In 2012, there were a total of 16 running backs and 11 wide receivers with ADPs of 36 or less - one more running back than the previous two years. Five of the 16 runnings backs finished outside of the top-24 at their position, while three of the 11 wide receivers finished outside of the top-24 at their position. Once again, the wide receivers averaged more games played, proving to be less susceptible to injuries. Every back to play in more than 12 games finished inside top-24, while one receiver, Larry Fitzgerald, played in more than 12 games and still finished outside of top-24. Fitzgerald was troubled by four issues during that campaign: John Skelton, Kevin Kolb, Ryan Lindley, and Brian Hoyer. For the second straight season, even though the backs missed more games on average and outnumbered the receivers selected, they still averaged a higher final positional ranking.



Adrian Peterson 1.76 14 6 Calvin Johnson 9.49 14 3
Doug Martin 4.62 6 55 A.J. Green 17.88 16 4
Arian Foster 5.23 8 44 Dez Bryant 18.19 16 5
Marshawn Lynch 8.17 16 4 Julio Jones 22.08 5 64
Jamaal Charles 8.23 15 1 Brandon Marshall 23.89 16 6
Ray Rice 8.80 15 30 Demaryius Thomas 24.91 16 2
C.J. Spiller 9.76 15 27 Larry Fitzgerald 30.36 16 16
LeSean McCoy 10.87 16 2 Andre Johnson 32.07 16 12
Trent Richardson 11.00 16 34 Randall Cobb 34.25 6 61
Alfred Morris 14.13 16 14 Roddy White 34.52 13 52
Matt Forte 16.91 16 3        
Steven Jackson 20.56 12 32        
Chris Johnson 21.22 16 9        
Maurice Jones-Drew 26.38 15 20        
Stevan Ridley 26.42 14 26        
Reggie Bush 29.90 14 10        
Frank Gore 30.97 16 13        
David Wilson 35.19 5 91        
DeMarco Murray 35.52 14 8        
Averages 17.14 13.63 22.58 Averages 24.76 13.40 22.50


In 2013, there were 19 running backs and 10 wide receivers with ADPs of 36 or less. The increase in running backs selected in the early rounds can likely be attributed to the "you must go running back early" notion that swept across the fantasy football scene prior to last season. Drafting early round running backs resembled that of a minefield in 2013; eight of the 19 running backs, including six of top-12 backs, finished outside of top-24 at their position. In comparison, three of the 10 wide receivers finished outside of the top-24 at their position. There were four running backs that played in more than 12 games, but still finished outside the top-24 at their position: Ray Rice, C.J. Spiller, Trent Richardson, and Stevan Ridley. Only one reciever, Roddy White, played in more than 12 games, but finished outside the top-24 among wide receivers. Surprisingly, even though the number of running backs was nearly double that of wide receivers, their average final positional rankings were virtually equal. The receivers also averaged less games played than running backs for the first time in this sample. 


2010-2013 Averages

Running BacksWide Receivers
Running Backs Drafted 16.25 Wide Receivers Drafted 10.75
Average Draft Position 16.82 Average Draft Position 24.38
Games Played 13.32 Games Played 14.47
Final Positional Rank 21.89 Final Positional Rank 19.70
Missed Games 2.68 Missed Games 1.53

Throughout those four seasons, 22 of the 65 RBs finished outside the top 24 at position, which equates to 33.8%. 16 of those 22 backs, or 72.7%, played in 12 or less games, which indicates their lack of production can largely be attributed to injury. In comparison, 12 of the 43 WRs finished outside the top 24 at position, which equates to 27.9%. Of those receivers, six or 50% of them played in 12 or less games.
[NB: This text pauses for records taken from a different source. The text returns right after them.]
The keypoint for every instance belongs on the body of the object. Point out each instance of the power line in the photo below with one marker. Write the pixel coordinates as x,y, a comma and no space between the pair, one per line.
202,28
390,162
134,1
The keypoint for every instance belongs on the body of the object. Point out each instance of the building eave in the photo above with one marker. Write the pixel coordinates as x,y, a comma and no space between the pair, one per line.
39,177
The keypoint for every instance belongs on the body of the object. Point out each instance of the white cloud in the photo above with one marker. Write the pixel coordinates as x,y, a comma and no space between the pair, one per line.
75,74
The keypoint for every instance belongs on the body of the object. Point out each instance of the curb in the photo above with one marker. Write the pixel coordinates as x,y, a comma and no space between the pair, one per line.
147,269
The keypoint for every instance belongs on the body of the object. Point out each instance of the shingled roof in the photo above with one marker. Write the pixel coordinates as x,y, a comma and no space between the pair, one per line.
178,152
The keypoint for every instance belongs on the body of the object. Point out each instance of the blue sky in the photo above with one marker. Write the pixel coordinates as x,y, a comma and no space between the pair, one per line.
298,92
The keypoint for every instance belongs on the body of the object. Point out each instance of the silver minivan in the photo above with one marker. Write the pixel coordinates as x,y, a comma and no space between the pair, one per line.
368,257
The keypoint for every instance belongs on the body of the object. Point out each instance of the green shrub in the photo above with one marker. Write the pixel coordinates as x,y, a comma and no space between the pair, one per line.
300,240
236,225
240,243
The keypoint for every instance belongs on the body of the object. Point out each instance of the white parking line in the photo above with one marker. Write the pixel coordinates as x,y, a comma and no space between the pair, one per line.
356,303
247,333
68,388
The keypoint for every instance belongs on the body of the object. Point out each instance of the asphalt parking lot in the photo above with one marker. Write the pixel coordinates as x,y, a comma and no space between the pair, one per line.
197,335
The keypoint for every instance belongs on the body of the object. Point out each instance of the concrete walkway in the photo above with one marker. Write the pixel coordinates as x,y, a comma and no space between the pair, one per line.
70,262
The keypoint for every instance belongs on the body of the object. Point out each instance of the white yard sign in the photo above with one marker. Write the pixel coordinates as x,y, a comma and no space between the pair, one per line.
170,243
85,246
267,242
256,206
While running backs may be more susceptible to injuries, they produced at a higher level than wide receivers when healthy. Roughly two-thirds (67.7%) of the backs played in 14 or more games; those players had an average final positional ranking of 11.70. In comparison, 77.2% recievers played in 14 or more games; those players those players had an average final positional ranking of 12.53. 
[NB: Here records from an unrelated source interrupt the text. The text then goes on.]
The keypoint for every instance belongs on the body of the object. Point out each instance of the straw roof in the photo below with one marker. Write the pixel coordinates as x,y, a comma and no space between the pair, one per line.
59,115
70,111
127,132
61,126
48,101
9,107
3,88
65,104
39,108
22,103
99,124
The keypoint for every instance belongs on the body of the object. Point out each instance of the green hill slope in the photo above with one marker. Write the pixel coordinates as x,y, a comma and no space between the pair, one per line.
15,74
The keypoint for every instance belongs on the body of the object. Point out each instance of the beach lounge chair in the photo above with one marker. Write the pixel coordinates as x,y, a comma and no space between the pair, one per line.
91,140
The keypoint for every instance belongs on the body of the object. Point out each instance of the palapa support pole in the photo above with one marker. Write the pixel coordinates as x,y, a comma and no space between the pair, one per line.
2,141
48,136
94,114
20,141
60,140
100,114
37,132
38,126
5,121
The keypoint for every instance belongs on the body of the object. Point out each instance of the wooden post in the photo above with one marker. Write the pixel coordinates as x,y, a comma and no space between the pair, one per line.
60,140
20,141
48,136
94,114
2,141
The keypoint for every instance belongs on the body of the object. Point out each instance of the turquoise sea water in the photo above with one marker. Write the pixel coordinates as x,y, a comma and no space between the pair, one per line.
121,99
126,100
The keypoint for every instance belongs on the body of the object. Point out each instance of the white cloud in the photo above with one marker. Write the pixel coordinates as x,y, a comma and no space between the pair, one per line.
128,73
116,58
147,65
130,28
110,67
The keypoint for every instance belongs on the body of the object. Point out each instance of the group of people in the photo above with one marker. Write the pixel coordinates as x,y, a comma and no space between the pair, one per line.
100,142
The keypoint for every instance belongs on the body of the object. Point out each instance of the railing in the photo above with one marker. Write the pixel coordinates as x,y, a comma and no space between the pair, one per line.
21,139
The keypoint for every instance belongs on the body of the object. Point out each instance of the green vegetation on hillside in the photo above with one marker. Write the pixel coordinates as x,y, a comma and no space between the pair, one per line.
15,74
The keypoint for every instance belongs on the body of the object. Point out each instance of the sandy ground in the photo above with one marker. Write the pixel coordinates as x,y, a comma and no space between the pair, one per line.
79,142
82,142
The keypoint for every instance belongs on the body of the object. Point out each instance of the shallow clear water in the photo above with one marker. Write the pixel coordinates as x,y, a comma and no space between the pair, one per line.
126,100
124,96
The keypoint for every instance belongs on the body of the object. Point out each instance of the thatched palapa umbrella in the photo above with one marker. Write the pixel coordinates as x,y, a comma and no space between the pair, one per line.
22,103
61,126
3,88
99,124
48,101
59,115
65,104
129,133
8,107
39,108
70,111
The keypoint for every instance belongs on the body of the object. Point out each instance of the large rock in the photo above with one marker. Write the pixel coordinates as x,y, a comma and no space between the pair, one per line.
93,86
Wide receivers are more dependent on the play of others than running backs and so the fact that a higher percentage of them struggled to perform even when healthy is not entirely surprising. Specifically, receivers rely on their quarterbacks to not only play at a high-level, but also to provide them with opportunities, or targets. Limiting early round receivers to those with prolific quarterbacks may be a rule that would reduce some risk, but another intrinsic risk of receivers is that their production may also suffer greatly by an injury to their quarterback, which would be in addition to an injury of their own.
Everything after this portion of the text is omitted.